Tram stop in Houston, Texas, United States

UH–Downtown is a station on the METRORail Red Line in Houston, Texas, United States. It is the former northern terminus of the Red Line, since the line was extended in late 2013. The station is located on top of the Main Street viaduct at the campus of the University of Houston–Downtown.

Due to space limitations, it has an extremely narrow platform. As a result, the ticket vending machines are located on the property of the University of Houston–Downtown.

== Bus connections ==
A bus stop is located just north of the platform. Connecting bus routes are:
- 51 Hardy-Kelly
- 52 Hardy-Ley

== Points of interest ==
The One Main Building (formerly Merchants and Manufacturers Building) and Willow Street Pump Station are listed on the National Register of Historic Places. Both buildings are located on the campus of the University of Houston–Downtown.

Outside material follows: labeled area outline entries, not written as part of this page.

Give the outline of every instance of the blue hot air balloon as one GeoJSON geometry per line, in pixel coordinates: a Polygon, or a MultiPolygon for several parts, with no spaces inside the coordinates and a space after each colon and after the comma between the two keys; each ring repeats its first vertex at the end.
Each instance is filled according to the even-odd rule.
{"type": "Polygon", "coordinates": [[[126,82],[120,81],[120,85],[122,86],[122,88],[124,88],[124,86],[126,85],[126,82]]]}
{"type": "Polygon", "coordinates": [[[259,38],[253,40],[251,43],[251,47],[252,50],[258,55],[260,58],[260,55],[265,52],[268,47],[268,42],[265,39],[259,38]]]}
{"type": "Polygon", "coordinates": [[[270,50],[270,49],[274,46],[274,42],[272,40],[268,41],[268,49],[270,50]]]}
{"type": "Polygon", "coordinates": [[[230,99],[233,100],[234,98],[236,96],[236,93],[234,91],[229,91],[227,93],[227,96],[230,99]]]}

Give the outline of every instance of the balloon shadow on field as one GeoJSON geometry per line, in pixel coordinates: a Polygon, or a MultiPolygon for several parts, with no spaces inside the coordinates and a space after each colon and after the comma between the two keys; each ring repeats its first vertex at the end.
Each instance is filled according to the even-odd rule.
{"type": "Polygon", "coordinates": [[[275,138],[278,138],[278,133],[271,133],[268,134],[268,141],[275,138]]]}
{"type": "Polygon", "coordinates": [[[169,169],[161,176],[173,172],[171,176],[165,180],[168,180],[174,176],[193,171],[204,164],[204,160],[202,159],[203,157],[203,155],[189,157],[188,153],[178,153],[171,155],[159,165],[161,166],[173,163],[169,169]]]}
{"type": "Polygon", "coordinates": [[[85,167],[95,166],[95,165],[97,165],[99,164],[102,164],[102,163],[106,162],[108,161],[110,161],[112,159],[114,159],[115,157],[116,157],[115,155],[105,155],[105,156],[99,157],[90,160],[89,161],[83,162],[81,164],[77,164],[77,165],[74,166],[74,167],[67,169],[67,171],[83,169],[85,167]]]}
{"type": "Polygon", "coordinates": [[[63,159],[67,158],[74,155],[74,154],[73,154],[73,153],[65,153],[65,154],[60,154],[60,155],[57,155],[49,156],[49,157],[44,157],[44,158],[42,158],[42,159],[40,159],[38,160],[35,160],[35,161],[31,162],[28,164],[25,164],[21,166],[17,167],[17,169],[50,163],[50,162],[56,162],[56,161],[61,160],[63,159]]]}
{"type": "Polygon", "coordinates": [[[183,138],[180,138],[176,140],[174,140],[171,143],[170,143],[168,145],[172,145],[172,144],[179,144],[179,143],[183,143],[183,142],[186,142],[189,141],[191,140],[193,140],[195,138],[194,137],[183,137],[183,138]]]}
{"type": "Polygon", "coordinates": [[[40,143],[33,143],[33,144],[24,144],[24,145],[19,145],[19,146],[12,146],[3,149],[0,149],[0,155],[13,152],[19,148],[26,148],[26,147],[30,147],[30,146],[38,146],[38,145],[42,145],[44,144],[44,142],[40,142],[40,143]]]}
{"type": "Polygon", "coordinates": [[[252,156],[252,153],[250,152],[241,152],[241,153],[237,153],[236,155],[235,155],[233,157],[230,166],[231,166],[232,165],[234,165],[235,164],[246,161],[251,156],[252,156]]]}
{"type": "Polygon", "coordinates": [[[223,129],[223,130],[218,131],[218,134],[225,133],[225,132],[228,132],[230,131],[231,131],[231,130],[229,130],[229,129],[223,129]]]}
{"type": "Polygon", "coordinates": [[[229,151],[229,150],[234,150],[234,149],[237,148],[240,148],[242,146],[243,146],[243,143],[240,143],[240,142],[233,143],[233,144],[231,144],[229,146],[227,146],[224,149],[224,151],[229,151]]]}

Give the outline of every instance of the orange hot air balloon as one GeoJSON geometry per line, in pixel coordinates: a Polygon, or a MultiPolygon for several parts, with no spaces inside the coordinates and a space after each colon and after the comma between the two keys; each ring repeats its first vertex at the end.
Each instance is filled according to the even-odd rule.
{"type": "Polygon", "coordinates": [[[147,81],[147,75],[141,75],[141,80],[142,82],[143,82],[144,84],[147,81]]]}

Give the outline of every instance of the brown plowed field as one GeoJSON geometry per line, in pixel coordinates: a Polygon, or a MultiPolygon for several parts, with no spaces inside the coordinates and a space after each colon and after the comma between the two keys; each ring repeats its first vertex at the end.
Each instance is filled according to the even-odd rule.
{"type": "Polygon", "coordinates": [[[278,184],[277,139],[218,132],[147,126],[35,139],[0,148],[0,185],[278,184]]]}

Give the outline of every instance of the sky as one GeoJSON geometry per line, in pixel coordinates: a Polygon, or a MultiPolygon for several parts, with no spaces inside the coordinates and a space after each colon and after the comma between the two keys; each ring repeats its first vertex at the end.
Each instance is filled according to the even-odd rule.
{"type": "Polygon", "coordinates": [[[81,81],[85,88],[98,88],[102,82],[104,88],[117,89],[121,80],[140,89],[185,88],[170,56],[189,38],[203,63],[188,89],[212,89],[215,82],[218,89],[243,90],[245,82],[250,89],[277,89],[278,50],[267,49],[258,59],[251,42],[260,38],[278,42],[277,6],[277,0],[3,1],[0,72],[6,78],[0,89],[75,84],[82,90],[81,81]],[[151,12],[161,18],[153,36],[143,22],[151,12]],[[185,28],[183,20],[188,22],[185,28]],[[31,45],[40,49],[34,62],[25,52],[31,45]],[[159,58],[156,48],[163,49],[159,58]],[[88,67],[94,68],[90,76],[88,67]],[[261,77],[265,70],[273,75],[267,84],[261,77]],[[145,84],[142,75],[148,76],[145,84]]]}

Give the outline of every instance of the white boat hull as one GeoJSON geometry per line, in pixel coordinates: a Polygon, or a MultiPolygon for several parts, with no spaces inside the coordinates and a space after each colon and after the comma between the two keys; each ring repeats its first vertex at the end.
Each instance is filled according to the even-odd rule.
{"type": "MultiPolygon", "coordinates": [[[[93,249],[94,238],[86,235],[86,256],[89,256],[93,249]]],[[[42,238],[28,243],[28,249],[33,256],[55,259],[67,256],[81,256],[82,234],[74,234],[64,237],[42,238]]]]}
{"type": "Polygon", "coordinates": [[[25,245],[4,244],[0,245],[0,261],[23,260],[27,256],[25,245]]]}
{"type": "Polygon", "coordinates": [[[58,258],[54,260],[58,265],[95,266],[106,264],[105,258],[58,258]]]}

The One Main Building is adjacent to the METRORail station at 1 Main Street. The Willow Street Pump Station is within walking distance at 811 North San Jacinto Street.

Allen's Landing—the birthplace of the city of Houston—is at the confluence of White Oak Bayou and Buffalo Bayou, and Allen's Landing Park is adjacent to the University of Houston–Downtown.

From 2004 to 2013, this station was the northernmost point in the Metro Red Line.